Il est particulièrement urgent de supprimer le droit de timbre sur les primes d’assurance-vie du pilier 3b. Archaïque et contraire à la logique du système de la prévoyance, cet impôt exerce aussi de nombreux effets indésirables.

Introduction du principe de la localisation du risque

En vertu du principe de la localisation des risques, perçoit un impôt sur les assurances l’Etat dans lequel se trouve le risque assuré. L’introduction de ce principe de la localisation du risque permettrait la définition d’un droit de timbre sur les assurances non-vie compatible au niveau international. Les risques étrangers sont exonérés, alors que les risques domestiques assurés à l’étranger relèvent de cet impôt.

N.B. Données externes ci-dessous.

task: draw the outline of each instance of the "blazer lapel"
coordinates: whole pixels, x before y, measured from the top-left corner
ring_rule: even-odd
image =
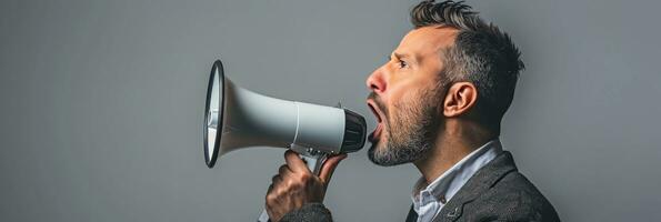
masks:
[[[514,159],[508,151],[503,151],[482,169],[478,170],[471,179],[454,194],[434,218],[434,222],[455,221],[463,213],[463,205],[475,200],[480,194],[489,190],[501,178],[511,171],[517,171]],[[415,213],[415,212],[413,212]],[[409,213],[410,214],[410,213]],[[417,214],[415,214],[417,215]],[[407,218],[408,220],[408,218]]]
[[[413,210],[413,204],[411,204],[411,209],[409,209],[409,214],[407,215],[407,222],[417,222],[418,221],[418,213]]]

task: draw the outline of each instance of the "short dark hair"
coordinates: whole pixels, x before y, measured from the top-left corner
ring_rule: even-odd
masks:
[[[475,118],[500,132],[500,121],[512,103],[519,73],[524,69],[521,52],[510,37],[485,23],[463,1],[422,1],[411,10],[411,22],[415,29],[442,26],[459,30],[454,46],[441,52],[444,68],[440,87],[447,91],[454,82],[472,82],[478,89]]]

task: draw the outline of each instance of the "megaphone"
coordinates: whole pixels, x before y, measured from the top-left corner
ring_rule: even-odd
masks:
[[[348,109],[288,101],[236,85],[220,60],[211,67],[204,108],[204,160],[250,147],[288,148],[319,174],[329,154],[355,152],[364,145],[362,115]],[[262,211],[258,221],[268,221]]]

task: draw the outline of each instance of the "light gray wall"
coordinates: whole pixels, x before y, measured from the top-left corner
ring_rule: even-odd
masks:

Suppression de tous les droits de timbre

Enfin, les assureurs prônent la suppression pure et simple du droit de timbre, c’est-à-dire également la suppression du droit de timbre sur les assurances non-vie pour les risques domestiques.

Les assureurs prônent la suppression de tous les droits de timbre. Qu’il s’agisse du droit de timbre d'émission, du droit de timbre de négociation ou du droit de timbre sur les primes d'assurance. La suppression du droit de timbre sur les assurances-vie est particulièrement urgente. Comme étape préalable à la suppression du droit de timbre, les assureurs se prononcent pour l'introduction du principe de la localisation du risque en matière de prélèvement du droit de timbre sur les assurances non-vie.

 

Première priorité: nécessité d’une suppression urgente du droit de timbre sur les assurances-vie

Il est particulièrement urgent de supprimer le droit de timbre sur les primes d’assurance-vie du pilier 3b. Archaïque et contraire à la logique du système de la prévoyance, cet impôt exerce aussi de nombreux effets indésirables.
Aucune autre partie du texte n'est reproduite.